Each year, Fierst adds props like severed feet, a zombie toddler hanging from a swing and caskets from Batesville Casket Company (St Louis). For 2014, he’s built in pneumatic devices, air cylinders that make hands and body parts move.
And as the event became more popular, he decided it could be more than just a maze.
“It grew from trying to entertain people for Halloween to, ‘Let's try to reach out and do something for the community.’ And that's where we started the canned food drive.”
Fierst’s home owners association in Haymarket wouldn’t allow him to run the maze in the driveway, so he approached Interstate with an idea: Why not partner with the Springfield-based charity ECHO (Ecumenical Community Helping Others) and hold the event at the Springfield Interstate facility?
“It just sounds to me it would be a fit,” said Fierst. “Let's do this.”

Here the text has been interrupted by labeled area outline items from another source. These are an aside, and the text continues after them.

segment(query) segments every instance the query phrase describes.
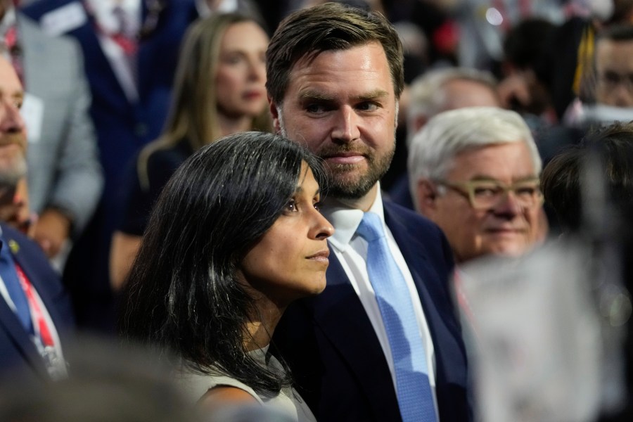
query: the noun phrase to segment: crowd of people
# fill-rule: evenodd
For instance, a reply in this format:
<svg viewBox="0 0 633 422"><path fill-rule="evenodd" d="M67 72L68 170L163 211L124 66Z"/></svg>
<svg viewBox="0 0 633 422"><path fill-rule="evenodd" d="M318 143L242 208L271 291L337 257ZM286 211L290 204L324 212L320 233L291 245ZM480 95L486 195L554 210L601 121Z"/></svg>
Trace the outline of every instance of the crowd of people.
<svg viewBox="0 0 633 422"><path fill-rule="evenodd" d="M485 3L0 0L1 418L629 420L633 1Z"/></svg>

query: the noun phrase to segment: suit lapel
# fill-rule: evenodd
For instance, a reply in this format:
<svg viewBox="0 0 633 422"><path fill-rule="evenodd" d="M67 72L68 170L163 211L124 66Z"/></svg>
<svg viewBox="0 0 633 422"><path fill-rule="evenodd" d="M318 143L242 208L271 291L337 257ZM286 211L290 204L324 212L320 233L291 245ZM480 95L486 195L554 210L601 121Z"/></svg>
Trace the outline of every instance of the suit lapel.
<svg viewBox="0 0 633 422"><path fill-rule="evenodd" d="M376 406L373 413L390 417L384 415L384 403L395 403L397 399L383 349L331 247L331 252L327 287L312 302L314 320L355 374L369 403ZM377 389L376 385L384 387Z"/></svg>
<svg viewBox="0 0 633 422"><path fill-rule="evenodd" d="M4 330L11 337L20 353L24 356L25 361L31 366L37 373L46 373L41 357L31 341L29 335L18 319L18 316L11 310L4 299L0 299L0 329Z"/></svg>
<svg viewBox="0 0 633 422"><path fill-rule="evenodd" d="M11 236L7 233L6 229L3 227L6 240L10 243L14 241L11 239ZM23 265L13 255L15 261L18 262L20 267L23 268ZM29 337L28 333L25 331L24 327L15 316L15 314L11 310L8 305L4 300L0 300L0 326L6 331L10 337L13 339L15 346L20 352L24 356L25 360L31 366L33 369L40 374L47 373L44 367L41 357L35 348L33 342Z"/></svg>

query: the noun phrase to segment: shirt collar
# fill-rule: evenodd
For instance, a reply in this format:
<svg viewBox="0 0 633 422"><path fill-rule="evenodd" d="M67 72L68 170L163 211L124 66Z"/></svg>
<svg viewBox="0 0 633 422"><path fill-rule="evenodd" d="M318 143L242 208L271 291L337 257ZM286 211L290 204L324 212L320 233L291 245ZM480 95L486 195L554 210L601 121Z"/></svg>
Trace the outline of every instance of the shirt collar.
<svg viewBox="0 0 633 422"><path fill-rule="evenodd" d="M369 208L369 212L377 214L381 217L383 225L385 224L380 183L378 183L376 199L373 200L371 207ZM328 241L336 249L345 252L365 213L362 210L350 208L335 199L328 199L327 198L324 201L321 212L335 228L334 234Z"/></svg>

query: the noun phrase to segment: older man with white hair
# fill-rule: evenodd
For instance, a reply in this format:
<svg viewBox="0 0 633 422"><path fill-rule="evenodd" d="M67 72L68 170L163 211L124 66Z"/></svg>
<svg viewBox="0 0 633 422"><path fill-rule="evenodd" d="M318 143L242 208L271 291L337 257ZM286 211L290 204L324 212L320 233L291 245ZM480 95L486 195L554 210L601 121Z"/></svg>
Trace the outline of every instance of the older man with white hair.
<svg viewBox="0 0 633 422"><path fill-rule="evenodd" d="M444 231L456 262L520 255L542 238L541 158L516 113L438 114L414 137L408 164L416 209Z"/></svg>

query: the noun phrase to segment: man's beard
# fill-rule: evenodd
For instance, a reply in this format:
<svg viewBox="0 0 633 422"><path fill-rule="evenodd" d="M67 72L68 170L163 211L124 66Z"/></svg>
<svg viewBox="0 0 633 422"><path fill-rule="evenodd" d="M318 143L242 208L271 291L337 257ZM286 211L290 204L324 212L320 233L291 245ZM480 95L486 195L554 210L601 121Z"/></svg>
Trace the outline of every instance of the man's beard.
<svg viewBox="0 0 633 422"><path fill-rule="evenodd" d="M278 113L278 119L281 134L288 138L281 113ZM298 141L298 139L293 140ZM367 170L364 174L352 178L348 176L348 174L356 170L357 165L330 164L326 161L325 167L329 177L328 196L338 199L355 200L366 195L389 170L395 152L395 134L394 134L394 141L391 149L381 157L376 157L374 151L362 141L344 143L340 146L331 144L319 151L313 151L312 153L321 158L326 159L340 153L352 151L358 153L365 158L367 161Z"/></svg>
<svg viewBox="0 0 633 422"><path fill-rule="evenodd" d="M3 146L15 143L20 149L17 151L2 151L0 146L0 186L13 187L20 179L26 176L27 161L23 145L25 143L22 134L8 134L0 140Z"/></svg>

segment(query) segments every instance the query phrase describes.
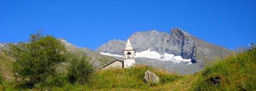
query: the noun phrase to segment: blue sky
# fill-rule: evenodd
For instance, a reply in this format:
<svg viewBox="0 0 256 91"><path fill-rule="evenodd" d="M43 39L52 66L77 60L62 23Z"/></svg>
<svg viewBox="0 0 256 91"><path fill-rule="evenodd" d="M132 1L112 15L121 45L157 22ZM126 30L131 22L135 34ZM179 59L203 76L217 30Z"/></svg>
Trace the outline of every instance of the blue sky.
<svg viewBox="0 0 256 91"><path fill-rule="evenodd" d="M256 1L0 0L0 42L26 42L42 29L94 50L135 32L173 27L236 49L256 41Z"/></svg>

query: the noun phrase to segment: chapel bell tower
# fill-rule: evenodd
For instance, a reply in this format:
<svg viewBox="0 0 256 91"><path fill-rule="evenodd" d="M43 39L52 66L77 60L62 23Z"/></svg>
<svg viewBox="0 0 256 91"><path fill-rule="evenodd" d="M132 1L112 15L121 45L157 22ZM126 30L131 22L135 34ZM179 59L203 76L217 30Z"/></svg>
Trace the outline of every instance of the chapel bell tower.
<svg viewBox="0 0 256 91"><path fill-rule="evenodd" d="M128 39L126 47L125 47L125 50L123 51L125 68L131 67L135 64L135 50L131 47L130 40Z"/></svg>

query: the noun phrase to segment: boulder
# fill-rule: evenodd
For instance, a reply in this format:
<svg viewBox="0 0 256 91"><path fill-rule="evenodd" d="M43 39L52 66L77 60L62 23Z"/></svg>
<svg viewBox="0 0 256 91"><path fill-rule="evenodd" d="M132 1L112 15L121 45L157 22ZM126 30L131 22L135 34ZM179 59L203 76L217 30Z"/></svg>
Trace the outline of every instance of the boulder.
<svg viewBox="0 0 256 91"><path fill-rule="evenodd" d="M155 82L159 83L159 78L152 72L147 70L145 72L145 77L144 77L144 81L145 82Z"/></svg>

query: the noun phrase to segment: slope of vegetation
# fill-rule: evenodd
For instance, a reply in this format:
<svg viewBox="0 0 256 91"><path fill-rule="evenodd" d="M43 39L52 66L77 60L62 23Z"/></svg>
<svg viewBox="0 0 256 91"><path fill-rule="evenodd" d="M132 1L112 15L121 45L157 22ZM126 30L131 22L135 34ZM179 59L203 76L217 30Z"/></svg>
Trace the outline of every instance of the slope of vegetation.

ECHO supports people in short-term emergencies with food and money, and helps low-income earners with clothing and home essentials.
FOR 2013, Fierst set up his homemade house of horrors at Interstate for a single weekend around Halloween. The maze covers an enclosed 20 by 28-foot structure, with rest of the path comprising shipping containers. Walking takes up to six minutes.
The first year in its new location, Fierst and company collected about 1,000 pounds of food for ECHO. Encouraged by the turnout, and perhaps the tradition of neverending Halloween movie sequels, he decided to run the maze for two weekends in 2014: Oct. 24, 25, 31 and Nov. 1.
Fierst said total attendance for both weekends was 1,275, bringing in 1,940 pounds of food and $250.50 in cash donations.
Irving Middle School eighth grader Nick Beck attended the maze in 2013, then asked if he could volunteer when he returned in 2014.
“It’s for a good cause,” he said. “I just wanted to help out, and I get some community service hours for my school.”
Volunteers from Lake Braddock, West Springfield High School and Irving helped construct the maze beginning in early October, with anywhere from 10 to 25 students committing several nights per week. Then they got to be the maze’s living (or dead) components.
Beck’s deranged clown costume was his own idea. “I'm just like a psycho clown killer guy,” he said. “I just got some fake blood and put it on a lab coat, and got a chainsaw.”
Beck was joined in the maze by Fierst’s children Brooke,6, and Blake,8.
“It’s a great touch, the mask with the princess dress,” said Fierst’s wife Loan, referring to Brooke. “The kids are completely into it; I sort of married into it, but it’s a family tradition now.”